La formation et les écoles de journalisme
Le corpus aborde la formation et les écoles de journalisme sous l'angle de leur rôle éventuel dans le manque de pluralisme des rédactions de l'audiovisuel public. Deux auditions le documentent : une table ronde d'écoles (Audition, ouverte à la presse, de représentants d’écoles de journalism, 2025-12-11) et l'audition de Jacques Cardoze, ancien présentateur de France Télévisions (M. Jacques Cardoze, 2026-03-31).
Le cadrage est posé par le président Jérémie Patrier-Leitus (Audition, ouverte à la presse, de représentants d’écoles de journalism), qui ancre le sujet dans une crise de confiance mesurée : « selon un sondage effectué en janvier 2025, seuls 32 % des Français pensaient que l'on pouvait avoir confiance dans ce que disent les médias sur les grands sujets d'actualité ». Il tient à ce que la commission traite « la question de l'enseignement et de la formation des journalistes », qu'il juge « essentiel[le] », en la distinguant explicitement de la « politique spectacle ».

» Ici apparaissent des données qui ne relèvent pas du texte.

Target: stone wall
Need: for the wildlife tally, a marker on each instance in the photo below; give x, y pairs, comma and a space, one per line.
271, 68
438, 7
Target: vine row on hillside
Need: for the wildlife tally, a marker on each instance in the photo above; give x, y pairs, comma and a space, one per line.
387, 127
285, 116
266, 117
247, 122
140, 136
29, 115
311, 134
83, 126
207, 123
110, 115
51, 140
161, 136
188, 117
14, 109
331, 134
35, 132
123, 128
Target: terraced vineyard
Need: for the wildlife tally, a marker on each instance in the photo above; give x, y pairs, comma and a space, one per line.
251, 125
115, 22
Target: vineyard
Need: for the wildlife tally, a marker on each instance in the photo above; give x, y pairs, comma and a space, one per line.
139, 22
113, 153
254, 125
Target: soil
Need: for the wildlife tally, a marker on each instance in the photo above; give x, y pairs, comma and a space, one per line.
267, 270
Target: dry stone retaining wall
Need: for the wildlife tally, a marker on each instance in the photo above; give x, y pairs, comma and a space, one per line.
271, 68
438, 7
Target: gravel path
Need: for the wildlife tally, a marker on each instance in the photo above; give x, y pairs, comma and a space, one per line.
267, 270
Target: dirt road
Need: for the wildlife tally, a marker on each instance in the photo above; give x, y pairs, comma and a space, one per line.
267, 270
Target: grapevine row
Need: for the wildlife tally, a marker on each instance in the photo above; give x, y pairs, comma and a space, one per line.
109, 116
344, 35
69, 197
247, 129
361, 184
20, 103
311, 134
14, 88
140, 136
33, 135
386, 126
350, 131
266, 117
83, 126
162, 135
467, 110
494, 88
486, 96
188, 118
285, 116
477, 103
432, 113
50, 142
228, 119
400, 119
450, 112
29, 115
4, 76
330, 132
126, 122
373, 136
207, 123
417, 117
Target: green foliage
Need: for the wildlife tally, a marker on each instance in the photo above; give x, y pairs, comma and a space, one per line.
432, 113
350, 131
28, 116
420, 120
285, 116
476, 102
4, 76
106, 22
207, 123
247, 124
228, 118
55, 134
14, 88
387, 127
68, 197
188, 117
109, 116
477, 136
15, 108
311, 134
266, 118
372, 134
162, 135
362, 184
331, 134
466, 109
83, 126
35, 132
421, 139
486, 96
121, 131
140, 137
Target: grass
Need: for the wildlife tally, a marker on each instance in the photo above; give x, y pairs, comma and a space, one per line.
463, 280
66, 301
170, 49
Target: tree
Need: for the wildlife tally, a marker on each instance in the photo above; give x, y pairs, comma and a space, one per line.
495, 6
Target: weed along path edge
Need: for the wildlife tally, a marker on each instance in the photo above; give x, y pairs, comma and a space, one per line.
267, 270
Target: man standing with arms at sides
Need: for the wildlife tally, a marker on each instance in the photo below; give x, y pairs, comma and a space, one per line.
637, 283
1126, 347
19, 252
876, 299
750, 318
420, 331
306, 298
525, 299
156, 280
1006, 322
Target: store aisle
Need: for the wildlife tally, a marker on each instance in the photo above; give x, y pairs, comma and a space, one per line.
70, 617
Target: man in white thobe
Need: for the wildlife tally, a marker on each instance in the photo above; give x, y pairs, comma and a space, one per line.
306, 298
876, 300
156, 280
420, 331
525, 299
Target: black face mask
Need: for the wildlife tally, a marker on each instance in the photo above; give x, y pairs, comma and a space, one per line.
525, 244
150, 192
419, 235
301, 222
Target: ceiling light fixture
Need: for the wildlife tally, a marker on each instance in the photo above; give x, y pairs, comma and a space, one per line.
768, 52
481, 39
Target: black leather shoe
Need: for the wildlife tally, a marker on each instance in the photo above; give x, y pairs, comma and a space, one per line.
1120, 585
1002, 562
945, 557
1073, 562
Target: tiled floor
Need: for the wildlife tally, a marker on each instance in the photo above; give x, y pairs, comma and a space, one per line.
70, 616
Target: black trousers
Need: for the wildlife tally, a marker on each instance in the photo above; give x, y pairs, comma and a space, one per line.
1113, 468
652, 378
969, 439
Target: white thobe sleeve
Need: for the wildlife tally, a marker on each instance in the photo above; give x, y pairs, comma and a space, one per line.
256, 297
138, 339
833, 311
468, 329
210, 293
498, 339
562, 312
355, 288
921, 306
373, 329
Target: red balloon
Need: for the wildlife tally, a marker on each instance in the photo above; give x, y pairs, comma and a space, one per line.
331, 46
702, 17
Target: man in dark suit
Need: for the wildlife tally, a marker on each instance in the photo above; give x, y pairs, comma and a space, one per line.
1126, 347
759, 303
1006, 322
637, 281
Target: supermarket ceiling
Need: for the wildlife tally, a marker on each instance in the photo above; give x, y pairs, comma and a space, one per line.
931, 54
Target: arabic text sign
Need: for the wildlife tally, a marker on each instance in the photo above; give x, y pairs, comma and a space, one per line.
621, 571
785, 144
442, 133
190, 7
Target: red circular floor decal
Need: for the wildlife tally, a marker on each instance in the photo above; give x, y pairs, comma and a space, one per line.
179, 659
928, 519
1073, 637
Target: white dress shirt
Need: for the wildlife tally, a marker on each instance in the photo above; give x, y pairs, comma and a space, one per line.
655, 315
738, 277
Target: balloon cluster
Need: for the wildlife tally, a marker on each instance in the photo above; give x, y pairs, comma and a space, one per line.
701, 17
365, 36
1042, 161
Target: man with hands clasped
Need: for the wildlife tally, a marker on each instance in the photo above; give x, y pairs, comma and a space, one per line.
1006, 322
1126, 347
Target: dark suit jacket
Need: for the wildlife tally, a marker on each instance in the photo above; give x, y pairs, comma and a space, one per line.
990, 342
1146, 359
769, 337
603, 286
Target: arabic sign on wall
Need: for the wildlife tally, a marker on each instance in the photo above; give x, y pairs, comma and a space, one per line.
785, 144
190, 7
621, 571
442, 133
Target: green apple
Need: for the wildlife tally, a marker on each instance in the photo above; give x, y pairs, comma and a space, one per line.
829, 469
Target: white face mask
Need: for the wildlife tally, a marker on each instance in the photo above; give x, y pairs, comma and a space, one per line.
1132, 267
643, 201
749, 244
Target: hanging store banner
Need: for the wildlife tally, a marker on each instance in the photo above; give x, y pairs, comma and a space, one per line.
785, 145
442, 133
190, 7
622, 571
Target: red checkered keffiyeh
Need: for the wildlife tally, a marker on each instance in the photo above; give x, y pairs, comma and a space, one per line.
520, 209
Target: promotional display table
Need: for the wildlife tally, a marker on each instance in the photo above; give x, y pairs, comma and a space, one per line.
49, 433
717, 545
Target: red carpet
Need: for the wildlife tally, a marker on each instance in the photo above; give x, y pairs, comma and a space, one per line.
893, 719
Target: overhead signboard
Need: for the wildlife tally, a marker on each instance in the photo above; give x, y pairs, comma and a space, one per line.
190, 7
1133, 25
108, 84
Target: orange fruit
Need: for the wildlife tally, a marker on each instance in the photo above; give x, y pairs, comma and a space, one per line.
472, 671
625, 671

Le principal clivage oppose une thèse de « formatage » politique à sa contestation par les écoles. Le rapporteur Charles Alloncle (Audition, ouverte à la presse, de représentants d’écoles de journalism) interroge un « formatage à Sciences Po qui contribue notamment à la radicalisation à gauche de la majorité des étudiants », s'appuyant sur des simulations de vote et sur les travaux d'Anne Muxel (CEVIPOF) ; en M. Jacques Cardoze, il avance que « sur environ 175 intervenants, seuls cinq venaient d'une rédaction qu'on pourrait qualifier plutôt de droite ou de centre droit » à l'école de journalisme de Sciences Po. La fiche note que ce « formatage » reste l'interprétation du rapporteur, non établie comme fait. À l'inverse, les directions d'écoles (Audition, ouverte à la presse, de représentants d’écoles de journalism) ne reconnaissent aucun formatage et invoquent la diversité des profils, des débouchés et l'apprentissage de la distance critique. Marie Mawad, doyenne de l'École de journalisme de Sciences Po, affirme : « Ce qui nous intéresse lorsque nous recrutons des étudiants, ce ne sont absolument pas leurs opinions politiques, que nous n'avons pas à connaître. » Pierre Savary (ESJ Lille) rattache l'indépendance de son école à son statut associatif loi 1901.
Jacques Cardoze (M. Jacques Cardoze) déplace la cause : il identifie une « ségrégation culturelle » — homogénéité sociologique du recrutement — qu'il juge « la question la plus importante » des travaux. Il avance qu'« il y a un protocole d'accord qui fait que les jeunes qui sont sélectionnés, en tous les cas pour "Complément d'enquête", ne peuvent venir que de Sciences Po », précisant que ce quasi-monopole ne vaut que pour les alternants.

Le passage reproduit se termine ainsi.